Major League Baseball is preparing to host its All-Star game Tuesday, and roughly one-third of the players who will be in Anaheim are African American and Latino. Hispanic and African American players typically make up a third of all those playing major-league ball, with hundreds more in the minors. Given the diversity of today's game, it is especially frustrating that baseball Commissioner Bud Selig remains silent about the nightmare next year's All-Star game could pose for millions of Americans.
Major League Baseball is scheduled to play its 2011 All-Star Game in Phoenix, where discrimination and racial profiling will effectively be sanctioned by SB1070, Arizona's controversial new immigration law. Unless the league acts, next year our favorite all-stars could enter a hostile environment, and the families, friends and fans of a third of the players could be treated as second-class citizens because of their skin color or the way they speak.
This law isn't about solving the immigration issue; it's about scapegoating, an established practice in Arizona. For years, law enforcement agencies have criticized the Maricopa County sheriff's office for not serving felony arrest warrants in favor of conducting "saturation" sweeps in which hundreds of Latinos have been indiscriminately arrested in order to find undocumented immigrants. Phoenix Mayor Phil Gordon has stated that "citizens are being stopped because they are brown," and in a letter to the Justice Department he asked for a federal investigation into Maricopa County Sheriff Joe Arpaio based on his "pattern and practice of conduct that includes discriminatory harassment, improper stops, searches, and arrests." And this was before SB1070 became law.

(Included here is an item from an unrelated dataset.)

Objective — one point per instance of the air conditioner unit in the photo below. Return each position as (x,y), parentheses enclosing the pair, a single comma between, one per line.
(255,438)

What is happening in Arizona is a regression from the freedoms we hold dear and a violation of our civil rights and fundamental values. We are not asking Selig to weigh in on immigration policy; we are asking him to take a stand against bigotry and intolerance. Despite being petitioned by numerous members of Congress and civil rights, labor and social justice groups, Selig has not adequately addressed the issue.